A Typically Busy Week

by at 9:27 pm

I hope you had a good weekend.

We stayed in town this weekend (giving both I-95 and Amtrak a break!). On Friday night we attended a wonderful GU event at the Law Center honoring the Commencement awardees. On Saturday we also attended a wonderful evening event celebrating the CBCC Lombardi Avon Walk for Breast Cancer team’s accomplishments. We had a wonderful time; one of the key events of the evening was an appreciation of Jeanne Mandelblatt’s leadership of the team. Note that the team decided to create a marvelously humorous effigy of her – her likeness is on a toilet (which she urged the team members to use frequently as a tool to assure they were hydrated during practice walks). The only thing missing was a set of knitting needles and yarn!

Aside from a few errands, I have spent the rest of the weekend working on a new grant – no, not the CCSG, which was formally submitted early in the week. This is a U01 supplement to the U54 Center for Cancer Systems Biology, where we will examine the really interesting (to me, at least!) proposition that the evolution of drug resistance occurs due to two types of broad mechanisms. The first, which I term “clonal adaptation”, can be viewed as genetic, epigenetic and related modifications of an existing clone that allow those cells to survive assault by the immune system, drugs or radiation. The other mechanism can be termed “clonal heterogeneity”, where resistance is not really acquired, but results from the selection of clones that are well adapted to survive in a particular selection pressure. We will use a variety of tools, including conditional cellular reprogramming, reverse phase protein microarrays, siRNA library screening (of course!), and others.

Of course, there is still the CCSG, with the site visit looming on October 3. Carolyn Hurley has already sent me the template for my slide presentations! We have much work to do to assure that our site visit is up to the standards of our application. But we will get there.

Last week was typically busy, highlighted by the dedication of the renovated chemotherapy unit on 5 Main in the hospital; the unit was renovated due to the support of Neil Kishter, who dedicated this in memory of his late wife, and in honor of her doctor, Craig Kessler. Craig gave a marvelous talk at the dedication in the Lombardi atrium, which has really become a real gathering place for celebrations.

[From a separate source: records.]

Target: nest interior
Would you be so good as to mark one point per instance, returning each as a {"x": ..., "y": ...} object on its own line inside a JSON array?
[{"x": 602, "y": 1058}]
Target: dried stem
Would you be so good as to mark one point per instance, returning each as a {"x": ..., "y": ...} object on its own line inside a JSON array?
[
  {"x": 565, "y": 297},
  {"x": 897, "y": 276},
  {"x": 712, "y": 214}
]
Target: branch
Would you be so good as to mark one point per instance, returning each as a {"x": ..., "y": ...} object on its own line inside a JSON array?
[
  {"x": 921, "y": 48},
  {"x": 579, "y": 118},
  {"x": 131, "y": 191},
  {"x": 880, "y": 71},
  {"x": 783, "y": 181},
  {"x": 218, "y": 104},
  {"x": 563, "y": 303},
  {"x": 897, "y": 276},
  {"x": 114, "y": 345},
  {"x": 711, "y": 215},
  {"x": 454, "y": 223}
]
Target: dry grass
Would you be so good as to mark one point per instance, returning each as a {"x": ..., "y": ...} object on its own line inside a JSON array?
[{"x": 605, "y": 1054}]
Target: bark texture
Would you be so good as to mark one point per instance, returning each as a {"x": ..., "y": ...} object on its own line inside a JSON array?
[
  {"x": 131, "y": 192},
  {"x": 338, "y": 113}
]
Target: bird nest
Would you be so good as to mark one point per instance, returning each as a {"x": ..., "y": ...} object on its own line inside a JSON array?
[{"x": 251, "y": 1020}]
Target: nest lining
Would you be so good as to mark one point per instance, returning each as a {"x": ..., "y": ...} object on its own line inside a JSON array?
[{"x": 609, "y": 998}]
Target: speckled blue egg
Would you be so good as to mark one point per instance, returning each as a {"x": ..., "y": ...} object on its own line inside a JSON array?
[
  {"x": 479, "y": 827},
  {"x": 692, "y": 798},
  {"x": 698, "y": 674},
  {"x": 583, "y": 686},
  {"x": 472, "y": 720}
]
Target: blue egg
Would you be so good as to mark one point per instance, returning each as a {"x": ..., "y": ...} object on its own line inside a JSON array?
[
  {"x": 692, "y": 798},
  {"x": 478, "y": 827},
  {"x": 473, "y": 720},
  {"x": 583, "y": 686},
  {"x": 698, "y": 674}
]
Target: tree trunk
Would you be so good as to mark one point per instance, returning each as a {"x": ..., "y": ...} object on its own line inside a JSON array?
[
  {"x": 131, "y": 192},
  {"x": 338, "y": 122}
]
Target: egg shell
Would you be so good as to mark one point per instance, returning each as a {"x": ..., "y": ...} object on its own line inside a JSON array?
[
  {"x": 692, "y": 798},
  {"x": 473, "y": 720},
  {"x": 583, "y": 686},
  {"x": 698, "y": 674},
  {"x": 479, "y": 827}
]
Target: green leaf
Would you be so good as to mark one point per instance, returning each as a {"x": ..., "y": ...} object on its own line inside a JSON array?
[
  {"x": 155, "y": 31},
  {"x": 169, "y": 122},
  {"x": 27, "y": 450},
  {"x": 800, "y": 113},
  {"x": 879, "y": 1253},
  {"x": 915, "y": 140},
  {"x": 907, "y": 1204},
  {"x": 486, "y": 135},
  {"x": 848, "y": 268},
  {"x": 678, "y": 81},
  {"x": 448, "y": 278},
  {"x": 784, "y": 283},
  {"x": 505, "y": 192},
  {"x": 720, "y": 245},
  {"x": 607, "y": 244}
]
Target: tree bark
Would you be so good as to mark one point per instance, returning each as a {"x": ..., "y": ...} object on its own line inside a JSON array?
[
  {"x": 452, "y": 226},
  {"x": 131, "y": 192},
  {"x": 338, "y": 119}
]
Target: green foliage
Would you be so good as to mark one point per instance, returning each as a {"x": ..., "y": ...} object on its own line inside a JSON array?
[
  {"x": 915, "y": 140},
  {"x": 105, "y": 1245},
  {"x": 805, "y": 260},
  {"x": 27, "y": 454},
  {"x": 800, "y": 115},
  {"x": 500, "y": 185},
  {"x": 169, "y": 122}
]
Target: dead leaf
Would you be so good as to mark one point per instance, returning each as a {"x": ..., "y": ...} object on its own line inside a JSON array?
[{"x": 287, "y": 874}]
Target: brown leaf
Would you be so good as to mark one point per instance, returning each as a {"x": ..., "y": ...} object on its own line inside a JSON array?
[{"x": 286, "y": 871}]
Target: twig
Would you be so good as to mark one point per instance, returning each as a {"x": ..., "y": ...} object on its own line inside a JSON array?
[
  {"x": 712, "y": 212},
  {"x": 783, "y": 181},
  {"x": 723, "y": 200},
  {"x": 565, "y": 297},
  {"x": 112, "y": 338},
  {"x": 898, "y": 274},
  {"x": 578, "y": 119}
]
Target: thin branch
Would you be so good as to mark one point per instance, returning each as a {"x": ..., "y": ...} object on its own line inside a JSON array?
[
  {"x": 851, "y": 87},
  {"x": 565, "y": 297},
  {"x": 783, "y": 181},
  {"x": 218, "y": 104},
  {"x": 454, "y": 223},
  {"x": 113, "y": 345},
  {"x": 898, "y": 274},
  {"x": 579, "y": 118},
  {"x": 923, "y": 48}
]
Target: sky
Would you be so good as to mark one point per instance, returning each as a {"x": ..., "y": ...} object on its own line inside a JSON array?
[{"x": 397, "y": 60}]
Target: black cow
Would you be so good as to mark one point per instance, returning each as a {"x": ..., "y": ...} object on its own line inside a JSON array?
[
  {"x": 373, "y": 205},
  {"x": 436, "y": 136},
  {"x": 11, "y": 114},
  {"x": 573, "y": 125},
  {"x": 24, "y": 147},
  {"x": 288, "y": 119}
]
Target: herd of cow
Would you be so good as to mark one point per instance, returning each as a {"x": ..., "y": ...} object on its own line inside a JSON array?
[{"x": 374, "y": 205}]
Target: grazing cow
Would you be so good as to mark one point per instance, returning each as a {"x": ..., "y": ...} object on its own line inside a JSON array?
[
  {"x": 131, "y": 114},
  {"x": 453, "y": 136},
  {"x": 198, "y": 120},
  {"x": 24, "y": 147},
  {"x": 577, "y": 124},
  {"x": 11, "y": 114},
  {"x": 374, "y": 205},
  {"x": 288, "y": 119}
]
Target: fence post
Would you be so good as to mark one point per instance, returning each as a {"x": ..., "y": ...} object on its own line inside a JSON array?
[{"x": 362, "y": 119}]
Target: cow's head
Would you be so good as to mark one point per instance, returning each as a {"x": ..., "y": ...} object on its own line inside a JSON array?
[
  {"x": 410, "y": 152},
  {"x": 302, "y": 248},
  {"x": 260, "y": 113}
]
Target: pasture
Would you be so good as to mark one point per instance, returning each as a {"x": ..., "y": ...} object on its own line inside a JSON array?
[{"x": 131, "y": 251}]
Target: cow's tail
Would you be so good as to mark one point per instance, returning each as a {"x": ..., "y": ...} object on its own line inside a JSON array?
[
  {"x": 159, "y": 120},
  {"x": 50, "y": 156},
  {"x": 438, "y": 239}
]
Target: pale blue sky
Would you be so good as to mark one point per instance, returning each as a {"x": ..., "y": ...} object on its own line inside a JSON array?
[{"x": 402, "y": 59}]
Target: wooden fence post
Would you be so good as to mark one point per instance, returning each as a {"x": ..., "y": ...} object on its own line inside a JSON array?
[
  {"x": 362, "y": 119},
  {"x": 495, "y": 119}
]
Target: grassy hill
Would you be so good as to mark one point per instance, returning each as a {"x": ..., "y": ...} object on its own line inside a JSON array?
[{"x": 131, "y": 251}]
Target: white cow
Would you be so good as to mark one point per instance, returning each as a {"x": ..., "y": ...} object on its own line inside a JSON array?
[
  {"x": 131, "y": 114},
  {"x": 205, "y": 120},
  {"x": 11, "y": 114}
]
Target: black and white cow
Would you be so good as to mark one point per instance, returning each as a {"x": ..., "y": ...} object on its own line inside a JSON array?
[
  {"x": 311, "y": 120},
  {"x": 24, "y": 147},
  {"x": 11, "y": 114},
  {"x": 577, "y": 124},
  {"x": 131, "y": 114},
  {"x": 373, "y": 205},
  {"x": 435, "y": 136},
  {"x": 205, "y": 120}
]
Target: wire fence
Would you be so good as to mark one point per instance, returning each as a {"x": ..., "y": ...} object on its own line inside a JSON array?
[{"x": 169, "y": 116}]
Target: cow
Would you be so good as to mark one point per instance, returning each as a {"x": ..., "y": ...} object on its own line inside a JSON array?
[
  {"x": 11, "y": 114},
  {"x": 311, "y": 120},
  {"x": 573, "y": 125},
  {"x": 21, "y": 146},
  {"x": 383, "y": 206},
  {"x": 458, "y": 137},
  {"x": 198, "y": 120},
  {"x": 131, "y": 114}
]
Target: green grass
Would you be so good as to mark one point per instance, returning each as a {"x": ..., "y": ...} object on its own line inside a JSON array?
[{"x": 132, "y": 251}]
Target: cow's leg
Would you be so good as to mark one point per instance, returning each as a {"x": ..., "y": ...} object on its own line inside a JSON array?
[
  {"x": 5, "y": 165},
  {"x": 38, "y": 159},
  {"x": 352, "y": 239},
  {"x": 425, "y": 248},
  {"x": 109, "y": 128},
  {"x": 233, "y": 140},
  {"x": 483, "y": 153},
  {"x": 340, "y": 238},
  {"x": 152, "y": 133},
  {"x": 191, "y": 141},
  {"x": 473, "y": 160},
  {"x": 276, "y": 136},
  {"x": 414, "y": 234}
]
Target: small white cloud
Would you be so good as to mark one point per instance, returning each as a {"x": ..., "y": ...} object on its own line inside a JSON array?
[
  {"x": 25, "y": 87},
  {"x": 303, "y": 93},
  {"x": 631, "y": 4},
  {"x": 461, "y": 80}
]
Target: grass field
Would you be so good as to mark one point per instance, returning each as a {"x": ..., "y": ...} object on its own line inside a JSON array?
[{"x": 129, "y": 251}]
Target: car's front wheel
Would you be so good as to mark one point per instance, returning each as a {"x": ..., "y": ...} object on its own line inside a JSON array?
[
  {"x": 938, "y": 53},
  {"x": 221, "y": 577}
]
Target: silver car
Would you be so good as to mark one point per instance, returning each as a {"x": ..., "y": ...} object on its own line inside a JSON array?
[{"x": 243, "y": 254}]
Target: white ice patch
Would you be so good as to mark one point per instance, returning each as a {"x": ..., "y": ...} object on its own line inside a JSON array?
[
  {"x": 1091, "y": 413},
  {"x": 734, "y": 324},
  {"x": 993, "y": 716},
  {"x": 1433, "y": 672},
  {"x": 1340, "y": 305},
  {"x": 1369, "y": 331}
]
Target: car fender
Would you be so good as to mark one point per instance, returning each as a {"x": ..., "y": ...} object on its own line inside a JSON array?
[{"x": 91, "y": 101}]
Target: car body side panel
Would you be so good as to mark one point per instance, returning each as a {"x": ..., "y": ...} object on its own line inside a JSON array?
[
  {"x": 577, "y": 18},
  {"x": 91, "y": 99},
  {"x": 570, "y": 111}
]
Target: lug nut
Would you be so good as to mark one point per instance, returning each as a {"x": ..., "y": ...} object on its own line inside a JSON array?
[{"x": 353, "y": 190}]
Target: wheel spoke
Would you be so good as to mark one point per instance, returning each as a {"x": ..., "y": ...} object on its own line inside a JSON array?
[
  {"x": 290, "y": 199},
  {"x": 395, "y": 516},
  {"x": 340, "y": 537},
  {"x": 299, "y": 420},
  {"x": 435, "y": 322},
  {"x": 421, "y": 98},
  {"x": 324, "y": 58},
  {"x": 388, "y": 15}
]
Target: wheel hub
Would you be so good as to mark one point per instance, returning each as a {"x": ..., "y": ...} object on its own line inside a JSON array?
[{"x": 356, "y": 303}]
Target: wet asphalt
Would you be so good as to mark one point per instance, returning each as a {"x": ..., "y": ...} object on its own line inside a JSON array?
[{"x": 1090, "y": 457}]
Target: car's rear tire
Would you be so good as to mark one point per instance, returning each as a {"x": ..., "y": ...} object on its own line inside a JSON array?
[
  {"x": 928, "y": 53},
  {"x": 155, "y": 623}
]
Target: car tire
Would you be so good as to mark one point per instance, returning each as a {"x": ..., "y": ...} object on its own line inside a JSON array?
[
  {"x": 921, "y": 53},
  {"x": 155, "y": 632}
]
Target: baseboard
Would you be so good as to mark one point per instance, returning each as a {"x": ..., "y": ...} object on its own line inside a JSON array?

You should take advantage of the opportunity to celebrate yet again in the atrium this Wednesday, when we celebrate the Hackensack affiliation with our new colleagues. Please join us at the event! And make sure to take note of the atrium since it seems likely to undergo another round of renovations in the near future. A DC advisory committee has recommended that the proposed proton therapy unit, to be housed in the Lombardi clinic building, should be approved. This clears the way for new construction that could begin as early as this coming autumn – so the current repaved driveway is likely to be only a temporary respite before the fun resumes, albeit without water damage. But the end result will be more high technology options for our patients and some very nice remodeling of the atrium and related spaces.

Finally, it’s been a busy week for Beth Peshkin as well — she has had multiple media interviews as a results of the news regarding Angelina Jolie’s preventative double mastectomy, including a truly great interview on PBS News Hour. She has really been a terrific voice of reason amidst this media blitz. Check out some links to these news stories in the “In the News” section of Lombardi Next Week.

Have a wonderful week.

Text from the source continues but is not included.